Promoting play in a time of virtual learning

Turning challenges into opportunities

Miriam Beloglovsky | March 2021

Times of crisis are confusing and stressful. However, these moments can also present opportunities that help us adapt and grow. The unprecedented transition from classrooms to virtual learning in the last months can leave us feeling hopeless and powerless, or we can choose to use the moment as a catalyst to transform early childhood education. It is time to support children’s interests and ideas and promote play as the most important thing children can do to make sense of a confusing world.

Young child playing with straw hat

The Power of Early Years Educators

We must take a moment to take stock of how incredible it is to belong to a profession with so much innovation, creativity, flexibility, and agility. Despite all the challenges that come our way we have fought to stay true to what we believe is best for children. We have persevered through higher accountability standards, increased paperwork, less time for children to play, and low wages. We have done it with grace, courage, and a profound care and empathy for children, families, and each other.

The COVID-19 crisis has now thrown new challenges our way, one of which is virtual learning. I am confident that we will be able to tackle this challenge with the creative thinking it demands. Can we still stay true to our belief that children learn best through play? We must!

Now is the time to reiterate our values as educators and as a profession. It is the time to focus on creating play opportunities, which we know is the best thing for children, particularly in crisis moments.
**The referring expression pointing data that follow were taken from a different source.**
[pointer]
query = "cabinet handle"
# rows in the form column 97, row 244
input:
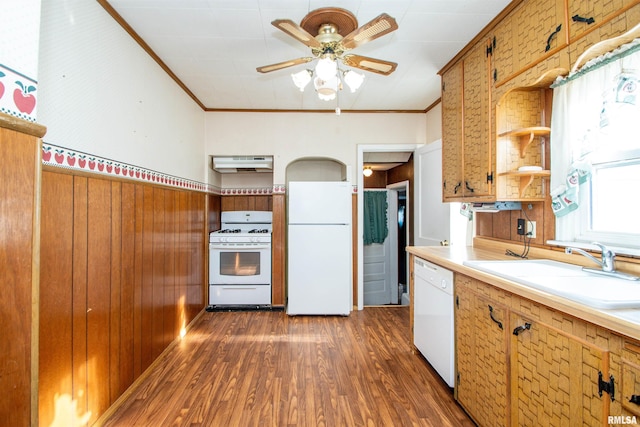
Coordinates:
column 578, row 18
column 493, row 318
column 521, row 328
column 551, row 36
column 607, row 386
column 466, row 184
I hope that this article will provide you with some simple ideas of how to transfer your beliefs in play-based learning to your current remote teaching situation. It is the time to make sustainable changes to the current educational system.

Consider Relationships First

Children need to be able to trust their teacher. Educators need to be fully present, dynamic, and attuned when relating to children. While this is more difficult with remote teaching, children still need to know that the person they see on the screen cares about them. Virtual teaching requires more energy, a different tone of voice, and total understanding and compassion. Remember that you may be competing with many of the cartoon and television characters children love to watch.

It is crucial to build relationships to children and families. Remember that you are a guest in their home. Create a space where relationships can grow. Build meaningful connections to let them know that you care about their well being. When educators are warm, approachable, joyful, and supportive, children’s capacities for autonomy, self-direction, and self-efficacy grow and develop.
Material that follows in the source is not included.